Dans l’attentat perpétré trois personnes ont trouvé la mort. Il s’agit d’Ami Elmaleh, 32 ans, marié et père de deux enfants, Michael Ben Saadoun, 26 ans, marié et père d’un bébé, et Israël Samolia, 26 ans, immigrant d’origine péruvienne. Les deux premiers étaient les propriétaires du restaurant.

Cinq autres personnes ont été légèrement blessées.
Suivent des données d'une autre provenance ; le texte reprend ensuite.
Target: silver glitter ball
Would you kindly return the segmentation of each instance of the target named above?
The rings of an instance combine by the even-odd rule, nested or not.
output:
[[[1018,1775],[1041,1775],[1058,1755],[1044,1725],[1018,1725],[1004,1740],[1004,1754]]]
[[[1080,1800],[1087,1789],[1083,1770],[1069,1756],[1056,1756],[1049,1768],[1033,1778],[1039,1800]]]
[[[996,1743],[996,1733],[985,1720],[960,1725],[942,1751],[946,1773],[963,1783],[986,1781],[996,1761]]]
Michael Ben Saadoun est né à Acco. Il y a quatre ans, il a décidé de tenter sa chance à Eilat et a commencé par des emplois temporaires avant d’ouvrir, il y a six mois, une boulangerie faisant partie d’une chaîne appartenant à la seconde victime, Ami Elmaleh z"l.

L’épouse de Michael, Shani, a raconté que son mari s’était levé à cinq heures, le matin du drame, pour aller travailler. Trois heures plus tard, il était revenu chez lui pour emmener son fils, âgé de 8 mois, à la crèche. C’était leur dernière rencontre.
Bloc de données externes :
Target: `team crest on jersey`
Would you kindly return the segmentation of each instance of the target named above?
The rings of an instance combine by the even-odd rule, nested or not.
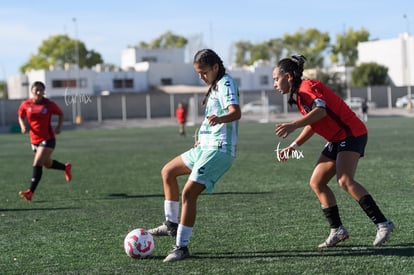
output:
[[[42,111],[40,111],[40,113],[43,114],[43,115],[47,114],[47,108],[43,107]]]
[[[227,81],[224,83],[224,85],[225,85],[225,86],[227,86],[227,87],[230,87],[230,81],[228,81],[228,80],[227,80]]]

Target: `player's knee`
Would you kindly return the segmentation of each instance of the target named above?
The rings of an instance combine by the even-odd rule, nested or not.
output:
[[[354,181],[348,176],[338,177],[337,182],[339,187],[341,187],[345,191],[348,191],[354,183]]]
[[[169,177],[171,177],[171,169],[169,169],[167,165],[165,165],[165,166],[161,169],[161,177],[162,177],[163,179],[168,179]]]
[[[318,191],[320,191],[320,186],[321,186],[320,182],[318,182],[318,181],[316,181],[316,180],[311,179],[311,180],[309,181],[309,185],[310,185],[310,187],[312,188],[312,190],[313,190],[314,192],[318,192]]]

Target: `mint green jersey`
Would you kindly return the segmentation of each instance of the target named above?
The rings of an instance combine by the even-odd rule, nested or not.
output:
[[[207,117],[218,117],[229,112],[229,105],[239,105],[239,90],[236,81],[225,74],[217,83],[217,89],[212,89],[207,100],[205,118],[198,132],[198,141],[202,150],[219,150],[236,156],[237,134],[239,121],[221,123],[215,126],[208,124]]]

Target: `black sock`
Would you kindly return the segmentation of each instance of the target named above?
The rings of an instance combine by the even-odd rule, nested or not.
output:
[[[328,220],[329,226],[331,228],[338,228],[342,225],[337,205],[328,208],[322,208],[322,212],[325,215],[325,218]]]
[[[57,169],[57,170],[65,170],[65,168],[66,166],[57,160],[53,160],[52,166],[50,166],[50,169]]]
[[[387,218],[384,217],[371,195],[363,196],[358,203],[362,210],[367,214],[368,218],[375,224],[387,221]]]
[[[34,193],[37,185],[39,184],[40,179],[42,178],[42,172],[42,166],[33,166],[32,182],[30,183],[30,191],[32,191],[32,193]]]

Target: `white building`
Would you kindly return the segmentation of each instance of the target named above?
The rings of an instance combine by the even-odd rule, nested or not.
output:
[[[403,33],[398,38],[358,43],[358,64],[368,62],[387,67],[391,84],[414,85],[414,37]]]
[[[121,68],[128,70],[141,62],[184,64],[184,60],[184,48],[145,49],[133,47],[122,51]]]
[[[99,68],[32,70],[26,74],[8,78],[9,99],[30,97],[30,85],[35,81],[45,83],[48,97],[97,95],[104,91],[117,93],[148,90],[146,72],[101,71]]]
[[[257,91],[273,89],[273,69],[269,62],[259,60],[252,66],[230,67],[226,71],[237,81],[239,89]]]

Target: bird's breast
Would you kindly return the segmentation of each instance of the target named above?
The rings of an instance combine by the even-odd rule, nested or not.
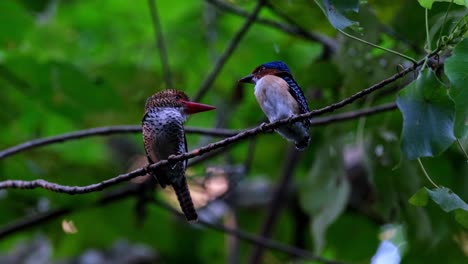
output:
[[[153,108],[148,111],[143,120],[143,138],[153,161],[186,151],[183,121],[176,110]]]
[[[270,122],[299,114],[299,105],[285,80],[266,75],[255,85],[255,97]]]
L’épouse de la victime a raconté que Michael était un travailleur acharné, qui passait la majeure partie de son temps à la boulangerie. ‘’Il rêvait de réussir dans cette profession qu’il avait apprise rapidement et de développer ce réseau’’, a-t-elle ajouté. Elle a raconté que la veille de l’attentat, ils avaient regardé avec leur fils le film de leur mariage. À présent, ce moment de bonheur familial restera à jamais gravé dans sa mémoire.

Ami Elmaleh, né à Eilat, s’est marié il y a cinq ans avec Keren et était père de deux petites filles, âgées de 4 ans et 2 ans. Il y a deux ans et demi, il a décidé d’ouvrir trois boulangeries et a pris par la suite comme associé Michael Ben Saadoun.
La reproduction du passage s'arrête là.